She heard a soft noise from in the bedroom and she immediately rushed to take off her clothes.
This was because she really didn’t want to keep Colin waiting.
Then she donned the nightie which was made of stretchy, lavender-coloured lace, hugged her body everywhere it touched, hit her just below where her thighs met her bottom in a lovely scalloped hem and had underwire that pushed her br**sts up rather suggestively. It also had a pair of lavender satin string-bikini bottoms.
She stared at herself in the mirror in the bathroom and thought, perhaps, she couldn’t do this. That perhaps, she was a bit of a priss (and maybe more than a tad) and she ran her hands through her hair in anxious frustration.
Then she caught sight of the ring on her finger.

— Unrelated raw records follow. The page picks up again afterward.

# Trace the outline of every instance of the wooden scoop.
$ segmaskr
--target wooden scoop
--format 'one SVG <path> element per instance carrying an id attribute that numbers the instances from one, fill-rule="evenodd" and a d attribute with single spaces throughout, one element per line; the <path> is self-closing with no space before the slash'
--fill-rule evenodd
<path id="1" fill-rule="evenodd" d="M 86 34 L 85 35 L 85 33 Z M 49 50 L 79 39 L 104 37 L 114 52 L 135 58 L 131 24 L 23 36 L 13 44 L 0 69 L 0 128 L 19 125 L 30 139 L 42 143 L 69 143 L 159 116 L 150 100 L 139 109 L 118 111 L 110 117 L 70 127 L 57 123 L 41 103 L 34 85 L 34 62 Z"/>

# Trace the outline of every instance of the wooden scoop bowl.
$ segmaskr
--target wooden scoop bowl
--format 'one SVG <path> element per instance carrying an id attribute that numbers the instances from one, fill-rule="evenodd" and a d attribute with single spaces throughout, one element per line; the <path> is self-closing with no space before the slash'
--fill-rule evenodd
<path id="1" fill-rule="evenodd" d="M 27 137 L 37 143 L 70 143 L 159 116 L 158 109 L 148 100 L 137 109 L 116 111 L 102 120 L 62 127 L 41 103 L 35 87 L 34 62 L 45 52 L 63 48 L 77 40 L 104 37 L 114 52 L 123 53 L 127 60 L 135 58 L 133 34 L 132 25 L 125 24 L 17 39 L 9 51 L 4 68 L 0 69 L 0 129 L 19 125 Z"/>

She dropped her hands but also dropped her head to gaze in wonder for a moment at the sparkling diamond on her left ring finger and that was when decided she could, most definitely, do this.
She opened the door and entered the bedroom and Colin, who was impatiently snapping the drapes shut on the windows, whirled around when he heard her.
Then he froze at the sight of her.
“It’s from Mags,” Sibyl whispered.
Colin didn’t say a word.
“I… um, thought it would be a nice celebratory gesture, you know, get into the swing of things while we’re breaking the curse.”
“Get over here,” Colin snarled in a tone so savage, she didn’t know if he was angry or… something else.
“I’ll take it off,” she offered, “we have guests…”
Colin’s response, “They can wait a couple of hours. Get over here.”
Sibyl’s body jerked and her eyes grew wide.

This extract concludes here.